Quantitative Feature Extraction

After selecting representative sub-units within a WSI, the next step in the pipeline should be to derive a way to compare these sub-units in order to assess the influence of treatment or disease in each of the provided groups. The decision of what type of features to extract from image data can have a substantial impact on the interpretability of the final results. Standard DL approaches utilize latent features, defined as the pooled output of many convolutional filters, in order to classify images (Figure 2). The benefits of using this approach are that researchers are able to generate an arbitrarily large number of fine-grained features which have been shown to be highly discriminative. However, the way in which a computational model looks at image data and how a pathologist looks at image data differ immensely. Pathologists are trained to seek out particular lesions or cellular abnormalities that are known to be prognostic markers. When going through a WSI, pathologists record whether or not specific lesions were observed and at what frequency. Limitations with this kind of information include the requirement of an expert observer in order to properly catalog which results in a much larger amount of time needed per slide compared to fully computational methods.

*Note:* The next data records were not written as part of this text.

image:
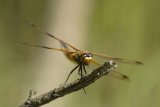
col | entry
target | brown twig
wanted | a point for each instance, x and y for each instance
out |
(69, 88)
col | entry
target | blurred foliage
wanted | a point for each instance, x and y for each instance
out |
(126, 29)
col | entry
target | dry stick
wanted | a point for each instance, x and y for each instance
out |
(69, 88)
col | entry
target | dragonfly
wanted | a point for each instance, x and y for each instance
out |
(81, 57)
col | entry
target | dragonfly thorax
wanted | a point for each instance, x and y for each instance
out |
(86, 58)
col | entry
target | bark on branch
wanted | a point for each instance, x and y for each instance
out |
(91, 77)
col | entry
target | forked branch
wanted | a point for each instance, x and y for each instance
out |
(91, 77)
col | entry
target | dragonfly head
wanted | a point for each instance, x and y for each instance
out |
(87, 58)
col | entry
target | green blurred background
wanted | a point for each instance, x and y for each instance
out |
(125, 29)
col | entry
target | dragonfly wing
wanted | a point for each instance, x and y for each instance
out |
(118, 75)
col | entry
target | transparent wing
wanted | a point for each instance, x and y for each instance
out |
(67, 51)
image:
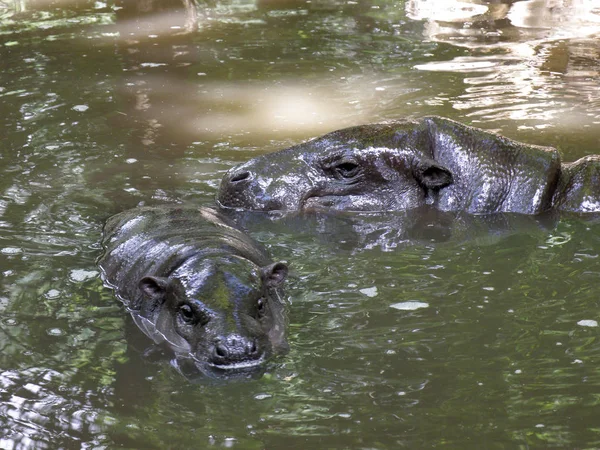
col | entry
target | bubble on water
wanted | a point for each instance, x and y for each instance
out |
(369, 292)
(83, 275)
(262, 396)
(52, 293)
(409, 306)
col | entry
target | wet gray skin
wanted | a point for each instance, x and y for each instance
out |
(194, 281)
(406, 164)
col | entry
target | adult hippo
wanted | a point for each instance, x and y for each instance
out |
(409, 163)
(193, 280)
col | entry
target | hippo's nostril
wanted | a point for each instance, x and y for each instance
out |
(241, 176)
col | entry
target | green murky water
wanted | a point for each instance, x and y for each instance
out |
(437, 332)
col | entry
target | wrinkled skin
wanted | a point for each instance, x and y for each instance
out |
(194, 281)
(407, 164)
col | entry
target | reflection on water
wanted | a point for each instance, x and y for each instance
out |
(524, 56)
(105, 105)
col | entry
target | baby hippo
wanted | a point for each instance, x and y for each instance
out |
(191, 279)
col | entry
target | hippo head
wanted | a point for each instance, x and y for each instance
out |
(369, 168)
(224, 313)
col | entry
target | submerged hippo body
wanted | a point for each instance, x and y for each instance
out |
(193, 280)
(406, 164)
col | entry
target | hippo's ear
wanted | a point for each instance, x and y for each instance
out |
(433, 175)
(153, 287)
(274, 274)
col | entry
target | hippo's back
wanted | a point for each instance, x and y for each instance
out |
(157, 240)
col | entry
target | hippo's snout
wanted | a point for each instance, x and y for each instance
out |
(240, 176)
(234, 351)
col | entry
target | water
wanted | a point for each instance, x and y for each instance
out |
(405, 331)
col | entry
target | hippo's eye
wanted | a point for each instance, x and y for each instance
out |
(261, 306)
(347, 169)
(186, 313)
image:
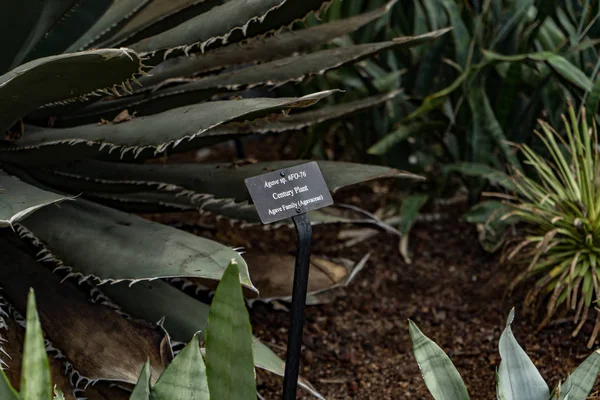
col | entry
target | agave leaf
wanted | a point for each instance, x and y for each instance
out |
(261, 50)
(185, 378)
(183, 317)
(228, 23)
(6, 391)
(272, 73)
(35, 376)
(18, 199)
(98, 342)
(222, 181)
(65, 77)
(142, 389)
(126, 247)
(161, 131)
(161, 16)
(115, 17)
(440, 375)
(518, 379)
(229, 359)
(580, 383)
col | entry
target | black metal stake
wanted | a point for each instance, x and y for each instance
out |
(292, 359)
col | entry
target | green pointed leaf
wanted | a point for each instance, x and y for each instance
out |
(162, 131)
(272, 73)
(409, 212)
(581, 382)
(519, 379)
(228, 23)
(141, 391)
(440, 375)
(36, 383)
(281, 45)
(126, 247)
(63, 77)
(18, 199)
(6, 390)
(185, 378)
(159, 17)
(229, 359)
(558, 63)
(216, 187)
(183, 317)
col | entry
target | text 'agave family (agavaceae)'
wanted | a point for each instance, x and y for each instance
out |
(90, 90)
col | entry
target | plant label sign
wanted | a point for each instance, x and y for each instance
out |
(287, 192)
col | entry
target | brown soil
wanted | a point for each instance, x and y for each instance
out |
(358, 347)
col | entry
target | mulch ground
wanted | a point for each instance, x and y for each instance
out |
(358, 347)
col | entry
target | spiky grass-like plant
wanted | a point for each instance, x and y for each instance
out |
(562, 210)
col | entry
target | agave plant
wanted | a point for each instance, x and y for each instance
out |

Furthermore, the semi-quantitative or qualitative nature of this kind of information can have a negative impact on inter-rater agreement.

Figure 2

Extracting quantitative features. Different types of quantitative features extracted from images in order to make classifications using ML algorithms.

Extracting quantitative features. Different types of quantitative features extracted from images in order to make classifications using ML algorithms. The middle ground between the above two categories of features is referred to as hand-engineered features, which include sets of quantitative measures to describe the size, shape, texture, color, and proximity for given objects in images (Figure 2). These features can either directly relate to known morphological changes that are associated with disease, e.g., glomerular area in diabetic nephropathy, or indirectly examining qualitative attributes, such as the loss of mesangial matrix (mesangiolysis) through the calculation of several texture and color features. The specificity of hand-engineered features can also be modified to focus on sub-regions within each image through the use of additional segmentation methods. Color deconvolution, first proposed by Ruifrok et al. for the separation of immunohistochemically stained compartments, allows for the efficient segmentation of areas according to their biological properties (Ruifrok and Johnston, 2001). Studies, such as those by Yu et al. and Zhan et al., make use of an open-source software known as CellProfiler to quickly generate a large number of these hand-engineered features (Kamentsky et al., 2011; Yu et al., 2016; Zhang et al., 2019). CellProfiler provides the user with a wide variety of segmentation tools in a user-friendly interface for repeatable application to large image datasets (Kamentsky et al., 2011). More problem-specific feature extraction pipelines can incorporate existing domain knowledge as they condense the total amount of features to those that are known to be informative for that particular task (Ginley et al., 2019).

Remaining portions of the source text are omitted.